There’s a lot going on in this post, and I should probably delete this sentence. I’m working on being concise, so these disclaimers are really counterproductive. I chose a word to describe the past two years. It’s a compound word, and it’s sort of hovering over perfect in the cartoon barometer I see in my mind right now: postcard.
Oliva Pritzker published a black and white version of selections of my postcards from China (<—see the process and a bit of the trip) in 2018 for a travel anthology she created while we were grad students at Otis College of Art & Design (Los Angeles) in the MFA Writing program.
In the spirit of traveling and translation and drawing and writing and publishing and postcards –the a lot I conceded in sentence one– the space of this post is to skip (a bit like a beginner’s-luck-stone that goes farther than expected but still plops) into the world of Graphic Design.
I make good decisions often, but the best one I can think of is applying to MFA Graphic Design program at Otis (though I was half way through the MFA Writing program there).

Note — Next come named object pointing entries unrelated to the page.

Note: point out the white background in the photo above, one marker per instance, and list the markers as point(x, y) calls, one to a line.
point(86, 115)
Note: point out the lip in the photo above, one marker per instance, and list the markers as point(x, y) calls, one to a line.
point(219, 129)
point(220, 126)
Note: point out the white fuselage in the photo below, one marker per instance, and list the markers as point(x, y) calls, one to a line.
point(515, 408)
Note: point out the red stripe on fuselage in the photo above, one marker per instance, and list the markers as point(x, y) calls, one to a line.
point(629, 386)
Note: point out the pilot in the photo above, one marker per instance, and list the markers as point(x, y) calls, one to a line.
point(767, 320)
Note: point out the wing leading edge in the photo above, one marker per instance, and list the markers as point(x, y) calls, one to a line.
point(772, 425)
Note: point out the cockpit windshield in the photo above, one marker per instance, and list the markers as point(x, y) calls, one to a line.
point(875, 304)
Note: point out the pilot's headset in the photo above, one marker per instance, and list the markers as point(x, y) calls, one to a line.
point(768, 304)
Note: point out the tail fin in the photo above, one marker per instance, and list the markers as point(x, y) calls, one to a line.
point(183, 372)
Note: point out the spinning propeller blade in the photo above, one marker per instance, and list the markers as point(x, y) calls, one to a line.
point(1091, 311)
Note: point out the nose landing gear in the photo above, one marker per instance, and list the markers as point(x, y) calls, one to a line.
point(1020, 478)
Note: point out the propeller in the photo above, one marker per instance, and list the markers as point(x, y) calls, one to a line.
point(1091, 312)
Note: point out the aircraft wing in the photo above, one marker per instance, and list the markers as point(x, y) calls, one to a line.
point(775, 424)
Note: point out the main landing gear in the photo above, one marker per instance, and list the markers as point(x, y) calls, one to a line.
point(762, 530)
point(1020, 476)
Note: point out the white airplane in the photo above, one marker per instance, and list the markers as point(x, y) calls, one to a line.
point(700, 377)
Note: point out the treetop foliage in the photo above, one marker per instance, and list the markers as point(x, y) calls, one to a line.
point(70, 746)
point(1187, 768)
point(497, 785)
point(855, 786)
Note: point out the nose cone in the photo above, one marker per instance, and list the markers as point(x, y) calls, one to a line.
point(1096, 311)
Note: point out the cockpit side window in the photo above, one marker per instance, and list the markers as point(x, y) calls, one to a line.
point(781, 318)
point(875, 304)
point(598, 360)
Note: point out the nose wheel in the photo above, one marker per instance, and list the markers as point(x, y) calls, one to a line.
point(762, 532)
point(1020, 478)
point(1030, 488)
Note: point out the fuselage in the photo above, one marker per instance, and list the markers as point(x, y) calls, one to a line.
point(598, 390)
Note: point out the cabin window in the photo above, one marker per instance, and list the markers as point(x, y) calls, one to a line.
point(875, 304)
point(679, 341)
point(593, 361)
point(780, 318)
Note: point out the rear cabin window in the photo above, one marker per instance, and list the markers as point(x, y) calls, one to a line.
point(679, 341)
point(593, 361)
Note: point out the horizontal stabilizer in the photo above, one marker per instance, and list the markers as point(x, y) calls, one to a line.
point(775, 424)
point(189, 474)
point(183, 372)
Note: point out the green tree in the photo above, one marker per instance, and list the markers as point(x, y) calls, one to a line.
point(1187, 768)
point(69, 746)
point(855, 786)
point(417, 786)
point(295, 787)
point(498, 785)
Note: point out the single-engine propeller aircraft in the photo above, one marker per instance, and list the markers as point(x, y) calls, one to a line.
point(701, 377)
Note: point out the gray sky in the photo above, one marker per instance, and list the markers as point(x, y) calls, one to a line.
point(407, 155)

I worked with people from all over the world in that program. Many from China. I was excited to have some IRL frame of reference to their home country because of my travels.
I graduated from the MFA Graphic Design program in August 2019, just as the Hong Kong protests began. The territory looks much different now, on the news, than it did when I had been there.
I’ve started writing postcards to the people I met throughout the past few years in grad school.
The format of the postcard balances public and private, image and text, form and function, and author and audience in a limited space.
The China postcards had tourist-aimed photography of the streets, parks, and people of Beijing, Macau, Kowloon, and Hong Kong.
I’m using My grad school gratitude postcards have photos of earth from space, reminiscent of the Whole Earth Catalog I learned about in school. Maybe I’ll write “Thank you!” in bubble letters on the back of them.